N'est-ce qu'un hasard? les phénomènes musicaux récents sont tous féminins ou leadés par une demoiselle – nous nous sommes suffisamment attardés sur Grimes, Julia Holter ou dans une moindre mesure Little Dragon. Une piste: en 2005, The Futureheads reprenaient Kate Bush et son "Hounds of Love" (1985), remportaient tous les suffrages dans la course au titre le plus cool de l'année. Aujourd'hui, ce sympathique groupe britannique – encore actif – regarde au loin un armada féminine, se revendiquant de Bush dans des tournures acceptables au mieux (de Florence and the Machine à La Roux) n'ayant souvent pour seul mérite que de remplir la case indie laissée vacante par un mouvement Rock'n'roll (2000–2007 approximativement) vidé de toute sa substance. Il est rare dans ces colonnes de mettre un artiste en avant. Pourquoi le groupe Beach House plus qu'un autre? Parce que ce duo représente le climax de cette tendance à la douce pop mélancolique et rêveuse, witch house, after-pop, new-wave 2.0., chillwave. Apparus dans cet entre-deux de genres et de styles, les Américains rassemblent toutes ces sous-catégories sous l’étendard d'une forme de spleen nonchalant et faussement négligé, exécuté avec pas mal d'appoint et de réalisme: la dream pop, substitut soft et cool à une jeunesse n'ayant pas connus de grands mouvements musicaux, moins love que la tendance à la sensuelle séduction, plus fréquentable que sa lointaine cousine la tech house, et moins pompeuse que l'entourage du rock canadien.

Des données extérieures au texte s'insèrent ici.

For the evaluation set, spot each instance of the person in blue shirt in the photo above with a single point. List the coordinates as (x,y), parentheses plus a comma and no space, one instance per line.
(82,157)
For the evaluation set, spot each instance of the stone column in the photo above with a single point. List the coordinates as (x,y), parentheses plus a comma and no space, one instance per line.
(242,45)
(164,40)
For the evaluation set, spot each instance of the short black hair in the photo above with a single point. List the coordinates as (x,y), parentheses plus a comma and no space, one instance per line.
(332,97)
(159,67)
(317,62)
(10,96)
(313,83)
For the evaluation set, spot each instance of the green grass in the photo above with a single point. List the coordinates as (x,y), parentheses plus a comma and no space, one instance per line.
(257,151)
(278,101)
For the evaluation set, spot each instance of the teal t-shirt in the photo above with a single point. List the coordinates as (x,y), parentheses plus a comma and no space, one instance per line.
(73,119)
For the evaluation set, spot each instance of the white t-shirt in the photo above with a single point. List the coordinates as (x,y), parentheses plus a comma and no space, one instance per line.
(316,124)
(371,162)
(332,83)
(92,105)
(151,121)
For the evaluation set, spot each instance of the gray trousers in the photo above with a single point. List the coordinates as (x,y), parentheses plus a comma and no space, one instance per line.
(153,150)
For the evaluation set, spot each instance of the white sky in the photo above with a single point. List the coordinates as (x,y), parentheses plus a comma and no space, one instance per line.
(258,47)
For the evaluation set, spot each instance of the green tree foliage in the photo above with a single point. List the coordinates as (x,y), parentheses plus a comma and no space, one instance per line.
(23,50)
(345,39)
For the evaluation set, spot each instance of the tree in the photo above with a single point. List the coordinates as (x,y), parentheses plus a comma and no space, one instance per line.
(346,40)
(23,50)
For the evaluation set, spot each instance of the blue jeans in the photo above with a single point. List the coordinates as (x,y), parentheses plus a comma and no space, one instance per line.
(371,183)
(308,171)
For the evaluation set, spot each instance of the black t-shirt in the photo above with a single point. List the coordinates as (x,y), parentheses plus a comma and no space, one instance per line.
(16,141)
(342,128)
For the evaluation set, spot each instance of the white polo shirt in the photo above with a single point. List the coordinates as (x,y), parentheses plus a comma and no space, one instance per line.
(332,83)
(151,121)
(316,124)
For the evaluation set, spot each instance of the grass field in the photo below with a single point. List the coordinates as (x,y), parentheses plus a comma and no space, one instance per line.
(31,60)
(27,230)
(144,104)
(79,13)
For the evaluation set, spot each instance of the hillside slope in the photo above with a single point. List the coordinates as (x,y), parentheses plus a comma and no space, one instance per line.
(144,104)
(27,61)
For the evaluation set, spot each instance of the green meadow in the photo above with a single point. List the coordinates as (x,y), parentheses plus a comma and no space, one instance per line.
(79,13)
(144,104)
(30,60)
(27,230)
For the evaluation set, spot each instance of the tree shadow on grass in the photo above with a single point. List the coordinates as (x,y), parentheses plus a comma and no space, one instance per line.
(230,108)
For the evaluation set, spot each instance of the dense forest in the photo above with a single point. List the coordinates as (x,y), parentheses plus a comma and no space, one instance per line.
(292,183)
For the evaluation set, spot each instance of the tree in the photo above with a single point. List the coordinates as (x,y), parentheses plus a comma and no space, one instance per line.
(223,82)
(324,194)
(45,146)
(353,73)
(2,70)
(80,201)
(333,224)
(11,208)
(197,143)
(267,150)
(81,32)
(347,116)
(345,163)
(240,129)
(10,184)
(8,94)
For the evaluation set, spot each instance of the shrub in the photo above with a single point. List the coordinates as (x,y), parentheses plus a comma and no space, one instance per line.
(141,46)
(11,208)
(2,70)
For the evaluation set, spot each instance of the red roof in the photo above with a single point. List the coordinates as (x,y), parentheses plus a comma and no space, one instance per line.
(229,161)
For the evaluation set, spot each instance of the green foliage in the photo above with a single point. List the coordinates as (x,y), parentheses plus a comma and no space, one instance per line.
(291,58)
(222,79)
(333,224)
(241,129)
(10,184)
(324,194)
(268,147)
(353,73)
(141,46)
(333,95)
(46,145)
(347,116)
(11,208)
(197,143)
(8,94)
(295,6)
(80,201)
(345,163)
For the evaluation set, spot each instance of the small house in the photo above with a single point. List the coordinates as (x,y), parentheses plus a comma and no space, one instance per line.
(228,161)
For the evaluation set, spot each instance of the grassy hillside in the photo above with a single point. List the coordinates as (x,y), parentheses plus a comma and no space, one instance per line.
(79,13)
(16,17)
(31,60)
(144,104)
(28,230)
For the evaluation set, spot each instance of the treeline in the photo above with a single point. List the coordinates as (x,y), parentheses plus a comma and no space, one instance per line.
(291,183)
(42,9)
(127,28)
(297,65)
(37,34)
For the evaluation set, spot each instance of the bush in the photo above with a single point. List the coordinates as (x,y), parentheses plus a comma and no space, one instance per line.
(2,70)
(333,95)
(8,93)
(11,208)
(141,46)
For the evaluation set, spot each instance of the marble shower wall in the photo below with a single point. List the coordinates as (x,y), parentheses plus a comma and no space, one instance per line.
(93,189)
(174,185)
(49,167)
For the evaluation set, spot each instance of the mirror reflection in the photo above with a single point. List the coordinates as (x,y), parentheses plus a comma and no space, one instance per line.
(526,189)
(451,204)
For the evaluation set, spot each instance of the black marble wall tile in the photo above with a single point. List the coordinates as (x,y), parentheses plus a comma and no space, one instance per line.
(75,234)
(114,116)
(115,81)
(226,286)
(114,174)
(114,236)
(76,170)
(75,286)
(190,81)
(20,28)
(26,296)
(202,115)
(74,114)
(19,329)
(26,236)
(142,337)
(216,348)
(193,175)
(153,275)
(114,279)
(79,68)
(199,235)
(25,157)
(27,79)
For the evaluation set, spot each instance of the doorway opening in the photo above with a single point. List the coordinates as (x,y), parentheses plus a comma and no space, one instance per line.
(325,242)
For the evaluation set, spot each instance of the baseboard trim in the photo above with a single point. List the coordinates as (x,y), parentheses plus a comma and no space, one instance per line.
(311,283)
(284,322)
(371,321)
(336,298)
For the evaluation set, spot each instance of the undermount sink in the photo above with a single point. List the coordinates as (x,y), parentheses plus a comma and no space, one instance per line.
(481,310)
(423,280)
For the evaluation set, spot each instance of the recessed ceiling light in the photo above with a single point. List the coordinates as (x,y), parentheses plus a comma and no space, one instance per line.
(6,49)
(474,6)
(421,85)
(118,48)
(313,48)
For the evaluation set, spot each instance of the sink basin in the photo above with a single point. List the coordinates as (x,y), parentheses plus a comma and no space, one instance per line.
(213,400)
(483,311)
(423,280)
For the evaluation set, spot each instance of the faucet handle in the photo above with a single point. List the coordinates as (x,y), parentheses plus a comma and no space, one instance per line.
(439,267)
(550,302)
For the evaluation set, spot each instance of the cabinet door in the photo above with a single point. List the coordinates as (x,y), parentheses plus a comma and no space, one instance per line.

Beach House a ce mérite légitime d'exister depuis 2006. Ça n'aurait pu durer qu'un seul été, comme tant de formations. Dès le départ, les influences sont solides et affirmées: BEACH HOUSE cite Big Star et Françoise Hardy, la Stratocaster du guitariste Alex Scally sonne comme une guitare hawaïenne asthénique, Victoria Legrand s'impose comme une diva aussi proche de Nico que d'une Kendra Smith. Ce premier disque étonnant de maturité et de détachement posait une formule six ans après reconnue et maintes fois citées (les excellents Lower Dens récemment): des pièces élégiaques et magnifiquement sobres, inébranlables et pourtant si aériennes, de plus en plus orchestrées au fil des albums (le second, DEVOTION est sans doute le meilleur) vertueusement livrés chaque 24 mois. Dans la discographie beach housienne, on remarque de fait une rupture sonore dès TEEN DREAM, laissant la petite tristesse intime des débuts pour l'éclatement des émotions et des impressions esthétiques. Beach House hausse la cadence et arrange fièrement, mais avec une production toujours plus présente, au grand dam des premiers suiveurs. Fort heureusement, et personne ne nous contredira, Beach House conserve ses qualités d'orfèvres. Les prétentions elles sont toute autres.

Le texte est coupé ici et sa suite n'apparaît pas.